As soon as I finished my earlier post about the integration of the SAP Vora with the Azure HDInsight I started to wonder if it would be possible to reuse the Spark Extension with the Azure Databricks. It’s a new analytics platform based on the Apache Spark that enables an active collaboration between data scientists, technical teams and the business. It offers a fully managed Spark clusters that can be created within seconds and automatically terminated when not used. It can even scale up and down depending on the current utilization. As all Azure services, the Databricks natively connects to other cloud platform services like the Data Lake storage or Azure Data Factory. A big differentiator comparing to HDInsight is a tight integration with Azure AD to manage users and permissions which increase the security of your landscape.

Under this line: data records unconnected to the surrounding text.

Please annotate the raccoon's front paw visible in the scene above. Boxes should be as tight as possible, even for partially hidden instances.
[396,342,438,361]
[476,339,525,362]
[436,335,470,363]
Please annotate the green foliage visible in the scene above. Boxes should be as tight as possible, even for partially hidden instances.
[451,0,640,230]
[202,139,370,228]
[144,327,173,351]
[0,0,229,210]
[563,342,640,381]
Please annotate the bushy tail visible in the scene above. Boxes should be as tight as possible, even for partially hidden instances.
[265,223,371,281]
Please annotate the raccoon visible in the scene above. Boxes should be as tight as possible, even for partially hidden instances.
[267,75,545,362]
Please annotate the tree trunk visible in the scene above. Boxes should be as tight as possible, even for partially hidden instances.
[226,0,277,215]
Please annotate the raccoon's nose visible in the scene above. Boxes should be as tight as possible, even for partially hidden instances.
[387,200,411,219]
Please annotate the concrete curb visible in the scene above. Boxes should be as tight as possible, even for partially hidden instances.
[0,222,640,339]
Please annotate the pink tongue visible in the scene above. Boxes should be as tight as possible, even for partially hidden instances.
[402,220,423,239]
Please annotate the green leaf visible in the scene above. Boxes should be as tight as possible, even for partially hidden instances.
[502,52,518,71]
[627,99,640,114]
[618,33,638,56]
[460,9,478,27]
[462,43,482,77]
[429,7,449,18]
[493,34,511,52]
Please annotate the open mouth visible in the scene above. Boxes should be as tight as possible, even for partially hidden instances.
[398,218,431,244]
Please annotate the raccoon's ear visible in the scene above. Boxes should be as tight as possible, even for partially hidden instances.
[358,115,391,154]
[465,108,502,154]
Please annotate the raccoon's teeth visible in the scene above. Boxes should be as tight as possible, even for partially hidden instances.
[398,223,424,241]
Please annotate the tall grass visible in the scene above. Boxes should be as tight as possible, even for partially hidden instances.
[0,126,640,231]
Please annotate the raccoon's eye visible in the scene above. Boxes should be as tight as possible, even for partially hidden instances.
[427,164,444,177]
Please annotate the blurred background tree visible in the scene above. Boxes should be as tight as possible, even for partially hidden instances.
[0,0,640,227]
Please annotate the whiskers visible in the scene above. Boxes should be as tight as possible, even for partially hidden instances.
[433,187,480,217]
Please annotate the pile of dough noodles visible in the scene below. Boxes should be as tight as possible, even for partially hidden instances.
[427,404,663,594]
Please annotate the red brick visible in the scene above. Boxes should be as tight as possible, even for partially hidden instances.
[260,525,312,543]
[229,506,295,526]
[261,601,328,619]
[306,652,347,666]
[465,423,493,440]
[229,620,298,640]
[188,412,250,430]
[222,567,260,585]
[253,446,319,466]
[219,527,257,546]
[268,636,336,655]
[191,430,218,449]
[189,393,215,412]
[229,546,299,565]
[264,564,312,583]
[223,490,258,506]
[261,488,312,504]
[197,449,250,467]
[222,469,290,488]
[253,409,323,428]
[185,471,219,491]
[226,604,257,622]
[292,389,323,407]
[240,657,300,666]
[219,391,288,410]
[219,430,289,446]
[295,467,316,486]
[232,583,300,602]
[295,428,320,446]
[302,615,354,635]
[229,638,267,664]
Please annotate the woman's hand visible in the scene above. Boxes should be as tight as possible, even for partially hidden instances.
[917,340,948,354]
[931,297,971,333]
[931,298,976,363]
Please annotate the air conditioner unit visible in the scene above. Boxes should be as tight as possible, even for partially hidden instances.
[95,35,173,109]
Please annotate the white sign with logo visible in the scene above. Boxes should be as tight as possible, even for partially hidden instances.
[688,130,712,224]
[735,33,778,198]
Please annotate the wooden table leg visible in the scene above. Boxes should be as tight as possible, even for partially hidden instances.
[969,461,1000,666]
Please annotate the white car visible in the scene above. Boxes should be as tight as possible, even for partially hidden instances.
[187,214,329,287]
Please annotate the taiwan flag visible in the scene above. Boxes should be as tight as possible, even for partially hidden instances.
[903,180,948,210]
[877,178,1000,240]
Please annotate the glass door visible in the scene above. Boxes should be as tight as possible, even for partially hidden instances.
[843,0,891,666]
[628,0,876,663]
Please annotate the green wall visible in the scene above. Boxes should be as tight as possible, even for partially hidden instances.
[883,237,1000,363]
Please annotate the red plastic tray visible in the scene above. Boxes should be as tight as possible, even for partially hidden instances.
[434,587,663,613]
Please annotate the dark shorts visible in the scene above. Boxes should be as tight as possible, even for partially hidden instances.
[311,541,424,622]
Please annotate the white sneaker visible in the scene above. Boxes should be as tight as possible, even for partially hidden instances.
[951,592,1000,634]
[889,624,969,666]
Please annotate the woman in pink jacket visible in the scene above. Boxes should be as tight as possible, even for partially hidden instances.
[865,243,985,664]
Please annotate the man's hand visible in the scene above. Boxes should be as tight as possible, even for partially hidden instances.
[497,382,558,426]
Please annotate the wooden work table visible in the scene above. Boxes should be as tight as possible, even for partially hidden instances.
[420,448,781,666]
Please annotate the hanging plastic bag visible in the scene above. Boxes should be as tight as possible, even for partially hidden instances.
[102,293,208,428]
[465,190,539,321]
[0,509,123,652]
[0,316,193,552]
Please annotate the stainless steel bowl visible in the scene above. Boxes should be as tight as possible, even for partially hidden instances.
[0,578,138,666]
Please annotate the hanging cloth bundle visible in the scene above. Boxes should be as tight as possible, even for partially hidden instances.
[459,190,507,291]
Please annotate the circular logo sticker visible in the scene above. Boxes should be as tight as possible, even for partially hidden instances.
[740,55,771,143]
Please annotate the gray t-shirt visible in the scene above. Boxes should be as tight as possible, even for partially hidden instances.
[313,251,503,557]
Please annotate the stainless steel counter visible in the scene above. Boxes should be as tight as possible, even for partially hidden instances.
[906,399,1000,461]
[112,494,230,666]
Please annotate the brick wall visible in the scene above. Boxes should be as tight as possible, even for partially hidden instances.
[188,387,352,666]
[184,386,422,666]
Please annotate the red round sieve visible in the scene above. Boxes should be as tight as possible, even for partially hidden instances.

That’s enough of theory, but if you’d like to get more information why the Azure Databricks is the way to go, please visit official Microsoft Documentation .
What I would like to present today is how to build the Spark cluster using Azure Databricks, connect it to the SAP Vora engine and expose the table to SAP HANA. The scope is very similar to the post about HDInsight and I will even re-use parts of the code. If something is not clear enough, please check the previous episode as I explained there how to get all required connection information or how to create a service principal.
CREATE DATABRICKS CLUSTER
As always, the first thing we need to do is to define a resource in Azure Portal. When using the Azure Databricks you’re billed based on the used virtual machines and the processing capability per hour (DBU). At this step we just define the service – we will deploy the cluster later.
There are two pricing tiers available. I used the Standard one, but in case you need additional features like ODBC endpoints or indexing / caching support then choose the Premium tier. A detailed summary of what’s included in each tier can be found on Microsoft pricing details.
I want the Databricks cluster to be integrated with my existing VNet as it will simplify the connection to the SAP Vora on AKS. During the deployment, Azure will create two new subnets in selected VNet and assign the IP ranges according to our input. If you don’t want to put the cluster to an existing network, then the Azure can deploy a separate VNet just for the Databricks. Communication would still be possible but an additional effort is required to enable VNet peering or expose the SAP Vora service to the internet.
The service is created within seconds and you can access the Databricks blade. Click on the Launch Workspace to log in to the service.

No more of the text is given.